Ese es nuestro mundo y todo por un cuadro, un cuadro de caída donde leemos el bien, donde leemos el mal y donde se nos habla del mito, de la imagen, del hombre, de la mortalidad, de la lucha y de la derrota. Sí, porque esa desnudez de eternidad, a la vez tan expuesta, es una imagen de futuro, una promesa y una amenaza desde Dios, desde el commendatore que retorna para hablarnos del futuro, para condenarnos en caso de que seamos tan osados como para dar la espalda al Padre. No podemos matar a la divinidad pero podemos intentarlo y esa es la lucha que se representa, la consecuencia de la batalla, la inevitable derrota: fracasarás -dice Dios. ¿Cómo no temblar?

Es un pequeño cuadro lleno de ángeles fulminados por la mano izquierda de Dios. ¿Quién lo colgaría en su casa? Acaso el dormitorio sería un buen lugar, repitiendo el hábito del rey oscuro de España. Es sabido que Felipe amanecía en la soledad de su cama y que lo primero que veía ante la luz del amanecer era el tríptico de El Bosco. Felipe pensaba en el pecado, en Dios, en la mortalidad. Amanecía con ese pensamiento mítico porque debía dirigir un país, firmar decisiones prosaicas, vivir de, en, para y por la tierra y la sangre. Por eso el cuadro estaba en su cuarto, para recordar que había trascendencia, que más allá de las manchas de tinta en los puños de su camisa habría un Dios, o al menos una creencia, quizá sus ojos buscasen la gracia.

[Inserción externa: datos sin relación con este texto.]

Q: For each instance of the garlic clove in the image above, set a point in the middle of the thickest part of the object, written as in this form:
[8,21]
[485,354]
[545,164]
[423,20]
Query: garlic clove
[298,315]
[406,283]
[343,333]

De repente la idea de un traslado del cuadro parece impensable. Pensamos en los museos como una suerte de templos modernos donde se adoran ciertas obras, ciertos autores. Sobre el altar está el arte mismo, lo que el arte significa. Allí está bien el cuadro, encerrado, dispuesto sobre el muro blanco y disponible a la mirada de cualquier paseante que desee, pueda y se atreva a colocarse delante de la pequeña caída, que es enorme. Resguardar la tela en la casa, en el dormitorio, es monstruoso, un acto de sadismo para con nosotros mismos. No, yo no podría mantenerlo mucho tiempo bajo mi mismo techo, su color, el sanguíneo rojo, terminaría por volverme loco, por desatar lo más primitivo que hay en mí, por convocar a la lucha.

Ya es demasiado para mí, me aparto, salgo de la sala y me siento ante un lienzo muy diferente que no me molesto en escudriñar, en vez de eso observo la gente vagar de un lado a otro mientras el rojo desaparece poco a poco de mi retina, como una impresión de color que se deshace ante el mundo real, la tierra de Felipe.